You're just getting silly now.  My point is I just don't think it's right to take a young impressionable mind, hand it a gun and tell it it's okay to kill.  Goodness knows I have friends and relatives who are hunters but it doesn't mean I just look the other way when I see children being handed guns.  Life is precious and that's what the children need to be taught.  How do you say to a 9 year old, "Okay, go kill the squirrel but leave the cat alone?"  Why is the cat more important than the squirrel, just because you've decided to have a cat for a pet?  I just don't think children are ready emotionally, morally or mentally to make those decisions.  I will never understand hunting and I certainly will never understand why people think it's a great thing for children to do.


----------



## Mikeinsmd

kwillia said:
			
		

> It can be done...
> 
> My brother is... has been since the age of 17. Reads all labels, doesn't eat anything with meat byproducts in it either.... no gelatin, no lard, etc.
> 
> He doesn't wear leather. Doesn't kill rodents or insects.

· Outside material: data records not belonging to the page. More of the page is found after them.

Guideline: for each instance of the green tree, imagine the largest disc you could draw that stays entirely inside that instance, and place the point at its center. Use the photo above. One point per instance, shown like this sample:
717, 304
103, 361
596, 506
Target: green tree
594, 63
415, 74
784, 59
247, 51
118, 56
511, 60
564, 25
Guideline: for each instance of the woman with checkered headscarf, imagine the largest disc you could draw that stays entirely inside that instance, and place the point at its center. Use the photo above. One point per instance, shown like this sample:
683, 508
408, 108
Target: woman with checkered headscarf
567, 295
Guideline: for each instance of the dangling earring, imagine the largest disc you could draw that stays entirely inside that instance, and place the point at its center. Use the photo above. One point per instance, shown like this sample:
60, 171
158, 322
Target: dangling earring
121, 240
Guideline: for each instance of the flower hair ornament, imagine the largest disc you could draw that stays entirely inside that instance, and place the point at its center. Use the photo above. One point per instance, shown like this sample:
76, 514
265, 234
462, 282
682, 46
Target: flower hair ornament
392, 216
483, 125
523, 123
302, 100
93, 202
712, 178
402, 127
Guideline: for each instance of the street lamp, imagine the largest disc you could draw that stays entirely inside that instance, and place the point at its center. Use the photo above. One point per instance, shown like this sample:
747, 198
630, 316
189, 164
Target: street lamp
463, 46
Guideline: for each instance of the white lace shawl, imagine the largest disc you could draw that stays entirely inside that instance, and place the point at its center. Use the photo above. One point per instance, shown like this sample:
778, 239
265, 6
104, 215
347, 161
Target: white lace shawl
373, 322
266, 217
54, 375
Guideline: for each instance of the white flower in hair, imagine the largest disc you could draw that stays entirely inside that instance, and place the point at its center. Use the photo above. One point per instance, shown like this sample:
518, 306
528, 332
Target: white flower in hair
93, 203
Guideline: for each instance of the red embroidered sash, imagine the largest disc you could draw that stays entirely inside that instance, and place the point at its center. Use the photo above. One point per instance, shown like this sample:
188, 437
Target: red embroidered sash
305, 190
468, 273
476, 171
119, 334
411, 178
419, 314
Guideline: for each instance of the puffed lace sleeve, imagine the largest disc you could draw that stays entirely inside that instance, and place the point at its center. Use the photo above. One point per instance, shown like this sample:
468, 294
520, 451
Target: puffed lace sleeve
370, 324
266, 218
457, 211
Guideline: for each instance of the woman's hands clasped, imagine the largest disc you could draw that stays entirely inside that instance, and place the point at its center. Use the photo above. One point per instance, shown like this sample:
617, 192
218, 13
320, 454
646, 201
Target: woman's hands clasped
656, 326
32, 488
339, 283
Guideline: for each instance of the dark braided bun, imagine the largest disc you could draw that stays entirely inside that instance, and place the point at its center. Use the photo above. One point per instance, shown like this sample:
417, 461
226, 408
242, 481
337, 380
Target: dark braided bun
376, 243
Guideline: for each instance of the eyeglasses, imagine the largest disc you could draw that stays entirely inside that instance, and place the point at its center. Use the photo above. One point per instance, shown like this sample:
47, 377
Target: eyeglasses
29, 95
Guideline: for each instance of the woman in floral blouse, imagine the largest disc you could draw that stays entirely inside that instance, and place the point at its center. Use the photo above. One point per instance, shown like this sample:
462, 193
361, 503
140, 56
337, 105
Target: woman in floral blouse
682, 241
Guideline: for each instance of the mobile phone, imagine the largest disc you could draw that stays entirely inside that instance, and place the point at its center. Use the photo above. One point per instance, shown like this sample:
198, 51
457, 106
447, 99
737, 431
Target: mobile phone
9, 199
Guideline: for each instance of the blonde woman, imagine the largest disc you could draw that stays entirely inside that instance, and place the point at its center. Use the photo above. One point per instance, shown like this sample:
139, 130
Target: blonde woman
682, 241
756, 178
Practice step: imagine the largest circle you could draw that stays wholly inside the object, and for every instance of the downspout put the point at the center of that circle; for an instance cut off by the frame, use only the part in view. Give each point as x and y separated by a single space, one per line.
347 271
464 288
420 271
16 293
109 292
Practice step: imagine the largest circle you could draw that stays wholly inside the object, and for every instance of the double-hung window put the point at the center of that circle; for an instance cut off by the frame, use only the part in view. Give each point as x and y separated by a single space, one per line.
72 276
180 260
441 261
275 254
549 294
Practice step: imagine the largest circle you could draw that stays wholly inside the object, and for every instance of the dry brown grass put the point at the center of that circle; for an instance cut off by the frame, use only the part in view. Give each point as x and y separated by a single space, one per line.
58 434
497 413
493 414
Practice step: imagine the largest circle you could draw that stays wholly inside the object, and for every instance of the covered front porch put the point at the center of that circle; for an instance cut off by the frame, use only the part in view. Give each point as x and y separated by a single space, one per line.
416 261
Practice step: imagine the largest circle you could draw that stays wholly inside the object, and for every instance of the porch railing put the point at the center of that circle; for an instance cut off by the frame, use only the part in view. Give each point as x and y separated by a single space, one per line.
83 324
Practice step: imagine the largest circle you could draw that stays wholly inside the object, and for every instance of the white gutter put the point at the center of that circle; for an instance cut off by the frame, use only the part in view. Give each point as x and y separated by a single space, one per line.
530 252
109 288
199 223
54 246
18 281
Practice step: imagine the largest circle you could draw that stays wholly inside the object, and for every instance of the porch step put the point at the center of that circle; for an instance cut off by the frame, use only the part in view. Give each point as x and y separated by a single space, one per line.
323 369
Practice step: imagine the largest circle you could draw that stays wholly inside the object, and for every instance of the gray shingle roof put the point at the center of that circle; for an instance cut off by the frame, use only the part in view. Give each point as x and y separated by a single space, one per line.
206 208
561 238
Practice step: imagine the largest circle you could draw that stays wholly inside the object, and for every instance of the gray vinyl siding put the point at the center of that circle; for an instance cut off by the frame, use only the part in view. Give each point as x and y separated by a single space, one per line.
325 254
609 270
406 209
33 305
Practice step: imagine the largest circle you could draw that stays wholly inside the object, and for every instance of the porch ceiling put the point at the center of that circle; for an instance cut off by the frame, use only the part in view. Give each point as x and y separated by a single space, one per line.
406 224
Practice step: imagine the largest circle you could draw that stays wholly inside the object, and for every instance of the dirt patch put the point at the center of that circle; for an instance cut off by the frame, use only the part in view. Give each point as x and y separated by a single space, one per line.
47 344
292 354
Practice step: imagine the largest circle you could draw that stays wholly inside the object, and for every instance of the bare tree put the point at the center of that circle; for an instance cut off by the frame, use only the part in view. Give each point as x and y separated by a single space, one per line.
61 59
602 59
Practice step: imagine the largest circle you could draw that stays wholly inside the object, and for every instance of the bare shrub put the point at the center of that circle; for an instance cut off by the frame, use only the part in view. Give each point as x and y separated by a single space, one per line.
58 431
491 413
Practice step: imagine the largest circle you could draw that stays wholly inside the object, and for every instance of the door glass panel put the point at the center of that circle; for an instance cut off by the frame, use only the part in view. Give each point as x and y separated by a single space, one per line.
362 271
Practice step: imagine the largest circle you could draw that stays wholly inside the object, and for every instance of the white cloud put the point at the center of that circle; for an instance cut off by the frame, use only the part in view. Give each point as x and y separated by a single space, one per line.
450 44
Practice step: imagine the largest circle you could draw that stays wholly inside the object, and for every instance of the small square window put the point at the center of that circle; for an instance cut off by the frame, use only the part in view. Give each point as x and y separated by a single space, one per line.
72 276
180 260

Besides the obvious, what the difference in killing a living plant and killing a living animal??


----------



## kwillia

Mikeinsmd said:
			
		

> Besides the obvious, what the difference in killing a living plant and killing a living animal??


The 'obvious' is the answer and you know it...


----------



## jwwb2000

Winn Dixie said:
			
		

> You're just getting silly now.  My point is I just don't think it's right to take a young impressionable mind, hand it a gun and tell it it's okay to kill.  Goodness knows I have friends and relatives who are hunters but it doesn't mean I just look the other way when I see children being handed guns.  Life is precious and that's what the children need to be taught.  How do you say to a 9 year old, "Okay, go kill the squirrel but leave the cat alone?"  Why is the cat more important than the squirrel, just because you've decided to have a cat for a pet?  I just don't think children are ready emotionally, morally or mentally to make those decisions.  I will never understand hunting and I certainly will never understand why people think it's a great thing for children to do.



You don't eat cats, well most people don't.  Most kids who grow up hunting, know the difference in right and wrong when it comes to killing animals.


----------



## Winn Dixie

jwwb2000 said:
			
		

> You don't eat cats, well most people don't.  Most kids who grow up hunting, know the difference in right and wrong when it comes to killing animals.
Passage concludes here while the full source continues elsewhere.